Sentinel
Fine Arts Collection
U.S. General Services Administration
Sentinel functions as a ceremonial marker at the entrance to the Department of Veterans Affairs in Philadelphia. To create this emblematic sculpture, Clyde Lynds combined the two most recognizable and meaningful symbols of the United States – the American eagle and the flag. This hybrid image was cast by the artist in a concrete specially aggregated to resemble granite.
At night, the surface of Sentinel comes alive with a constellation of tiny lights, which are generated by the fiber optic threads embedded in the concrete. Mechanisms housed within the sculpture’s base direct this luminous ballet.
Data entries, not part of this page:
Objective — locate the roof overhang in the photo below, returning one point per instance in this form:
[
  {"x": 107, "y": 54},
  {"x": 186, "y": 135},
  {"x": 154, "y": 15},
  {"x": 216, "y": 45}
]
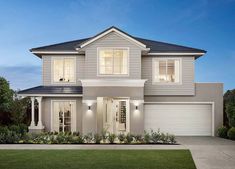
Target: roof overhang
[
  {"x": 176, "y": 53},
  {"x": 50, "y": 95},
  {"x": 113, "y": 29}
]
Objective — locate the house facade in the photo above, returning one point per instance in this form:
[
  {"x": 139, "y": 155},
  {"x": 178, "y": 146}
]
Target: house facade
[{"x": 122, "y": 83}]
The program of dancing lights culminates in a reconstruction of the night sky as seen from Philadelphia on July 4, 1776. Delicate lines of light that arc across the concrete represent the celestial meridian, zenith, and elliptical plane (the apparent path pf the sun across the sky). The dynamic, nocturnal display repeats over a cycle of several days.
Clyde Lynds maintains his studio in New Jersey, where he was born. The artist has received many other public commissions in cities such as Boston, Chicago, Hartford, and Santa Barbara. His additional works commissioned for GSA are for federal offices in New York and West Virginia; a border station in Nogales, Arizona; and a courthouse in Montgomery, Alabama.